= Protective index =

The protective index (PI) is a comparison of the amount of a therapeutic agent that causes the therapeutic effect to the amount that causes toxicity. Quantitatively, it is the ratio given by the toxic dose divided by the therapeutic dose. A protective index is the toxic dose of a drug for 50% of the population (TD_{50}) divided by the minimum effective dose for 50% of the population (ED_{50}). A high protective index is preferable to a low one: this corresponds to a situation in which one would have to take a much higher dose of a drug to reach the toxic threshold than the dose taken to elicit the therapeutic effect. A drug should ordinarily only be administered if the protective index is greater than one, indicating that the benefit outweighs the risk.

$\text{Protective index} = \frac{TD_{50}}{ED_{50}}$

The protective index is similar to the therapeutic index, but concerns toxicity (TD_{50}) rather than lethality; thus, the protective index is a smaller ratio. Toxicity can take many forms, as drugs typically have multiple side effects of varying severity, so a specific criterion of toxicity must be specified for the protective index to be meaningful. Ideally a choice is made such that the harm caused by the toxicity just outweighs the benefit of the drug's effect. Thus, the protective index is a more accurate measure of the benefit-to-risk ratio than the therapeutic index, but is less objectively defined. Nevertheless, the therapeutic index can be viewed as an upper bound to the protective index for a given substance.

Protective index can also defined as the factor by which the dose of a toxicant must be multiplied to produce a defined level of toxicity in the presence of a nontoxic dose of another chemical.
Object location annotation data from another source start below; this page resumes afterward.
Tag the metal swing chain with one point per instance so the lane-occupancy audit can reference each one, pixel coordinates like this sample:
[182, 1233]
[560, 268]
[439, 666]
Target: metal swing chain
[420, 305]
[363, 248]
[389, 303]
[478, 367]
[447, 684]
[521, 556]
$\mbox{Protective index} = \frac{\mathrm{LD}_{50}\text{of A with B}}{\mathrm{LD}_{50}\text{of A alone}}$

The higher the protective index, better is the antidotal value of a given substance. Sometimes the protective index is higher in the presence of two or more substances than in the presence of either of the substances alone. For example, the LD50 of potassium cyanide alone is 11 mg/kg, whereas it is 21 mg/kg in the presence of sodium nitrite, giving a protective index of 1.91. The LD50 of potassium cyanide in the presence of sodium thiosulfate is 35 mg/kg, giving a protective index of 3.2. The LD50 of potassium cyanide in the presence of both nitrite and thiosulfate is 52 mg/kg with a protective index of 4.73. Since the protective index is higher for the simultaneous use of nitrite and thiosulfate, the two chemicals constitute the antidote against cyanide intoxication.